Collectif, Nouveau Roman. Correspondance, 1946–1999

Un moment nou­veau du roman

Publié sous la direc­tion de Jean-Yves Tadié, ce livre ras­semble — à l’exception de Mar­gue­rite Duras et de Beckett — ceux qui dès les années 60–70, autour de Jérôme Lin­don et ses édi­tions, allaient for­mer le “Nou­veau roman”  sous lequel se des­sina sinon une école du moins un aéro­page dis­si­dent des nar­ra­tions  communes.

Il est vrai que les uni­vers roma­nesques sont bien dif­fé­rents.
Claude Simon laisse une grande place à l’Histoire du temps dans ses romans : chez Robbe-Grillet (sans doute le plus proche de Lin­don), elle se dissout.

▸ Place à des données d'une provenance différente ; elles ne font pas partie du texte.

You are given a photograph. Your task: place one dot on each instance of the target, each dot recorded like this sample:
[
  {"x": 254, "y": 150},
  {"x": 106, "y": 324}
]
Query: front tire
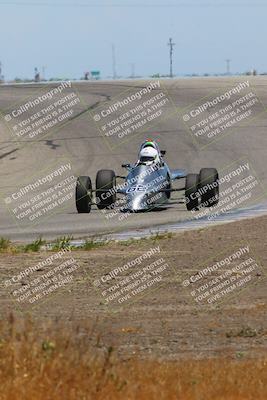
[
  {"x": 83, "y": 194},
  {"x": 105, "y": 182},
  {"x": 208, "y": 182},
  {"x": 191, "y": 191}
]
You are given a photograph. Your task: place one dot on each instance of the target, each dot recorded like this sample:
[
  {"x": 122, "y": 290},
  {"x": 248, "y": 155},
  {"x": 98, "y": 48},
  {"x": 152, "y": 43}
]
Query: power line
[{"x": 138, "y": 5}]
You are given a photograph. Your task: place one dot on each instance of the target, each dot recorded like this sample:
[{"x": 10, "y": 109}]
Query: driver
[{"x": 148, "y": 156}]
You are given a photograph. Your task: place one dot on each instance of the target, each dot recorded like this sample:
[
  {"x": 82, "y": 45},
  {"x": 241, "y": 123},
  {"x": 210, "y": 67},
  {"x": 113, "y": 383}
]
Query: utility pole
[
  {"x": 114, "y": 62},
  {"x": 132, "y": 70},
  {"x": 228, "y": 66},
  {"x": 43, "y": 72},
  {"x": 171, "y": 44}
]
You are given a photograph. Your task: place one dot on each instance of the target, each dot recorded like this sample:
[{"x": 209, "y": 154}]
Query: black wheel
[
  {"x": 105, "y": 183},
  {"x": 83, "y": 194},
  {"x": 209, "y": 186},
  {"x": 191, "y": 191}
]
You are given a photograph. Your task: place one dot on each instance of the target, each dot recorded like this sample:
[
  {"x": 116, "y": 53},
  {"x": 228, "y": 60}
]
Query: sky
[{"x": 70, "y": 37}]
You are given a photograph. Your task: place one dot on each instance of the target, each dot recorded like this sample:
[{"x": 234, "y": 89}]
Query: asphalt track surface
[{"x": 80, "y": 142}]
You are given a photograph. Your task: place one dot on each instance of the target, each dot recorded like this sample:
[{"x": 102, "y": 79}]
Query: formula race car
[{"x": 148, "y": 185}]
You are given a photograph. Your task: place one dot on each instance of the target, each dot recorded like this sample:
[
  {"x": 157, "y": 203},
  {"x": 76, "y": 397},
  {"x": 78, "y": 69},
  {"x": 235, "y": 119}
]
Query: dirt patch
[{"x": 164, "y": 320}]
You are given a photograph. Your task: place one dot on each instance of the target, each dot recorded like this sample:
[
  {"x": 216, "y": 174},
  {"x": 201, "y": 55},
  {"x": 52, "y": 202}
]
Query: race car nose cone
[{"x": 138, "y": 203}]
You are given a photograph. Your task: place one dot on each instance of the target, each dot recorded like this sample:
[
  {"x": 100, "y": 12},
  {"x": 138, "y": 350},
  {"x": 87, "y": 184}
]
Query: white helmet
[{"x": 148, "y": 156}]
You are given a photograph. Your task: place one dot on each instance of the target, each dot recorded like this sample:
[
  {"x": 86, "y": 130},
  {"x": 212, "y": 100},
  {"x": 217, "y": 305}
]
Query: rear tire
[
  {"x": 209, "y": 176},
  {"x": 83, "y": 195},
  {"x": 191, "y": 191},
  {"x": 105, "y": 182}
]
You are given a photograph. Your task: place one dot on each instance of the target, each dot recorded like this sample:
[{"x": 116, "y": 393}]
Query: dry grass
[{"x": 62, "y": 364}]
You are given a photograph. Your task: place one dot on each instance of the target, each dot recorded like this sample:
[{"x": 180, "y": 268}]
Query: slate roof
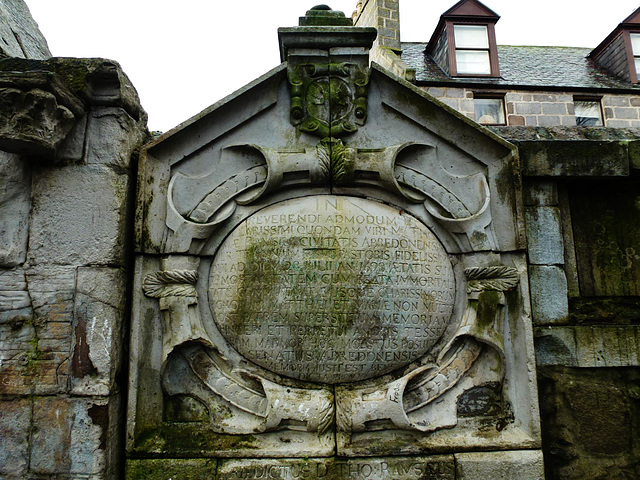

Quant à Michel Butor, Claude Ollier, Robert Pin­get, Natha­lie Sar­raute, ils ne font que tour­ner autour. Mais dans ce livre se dis­cerne com­bien les uns et des autres se sou­tiennent, se lisent, s’éloignent et de fait les lettres témoignent sinon de l’existence d’un mou­ve­ment lit­té­raire com­pact, du moins d’un moment nou­veau du roman.
Ce cor­pus devient une pièce jus­ti­fi­ca­tive de cette étape majeure.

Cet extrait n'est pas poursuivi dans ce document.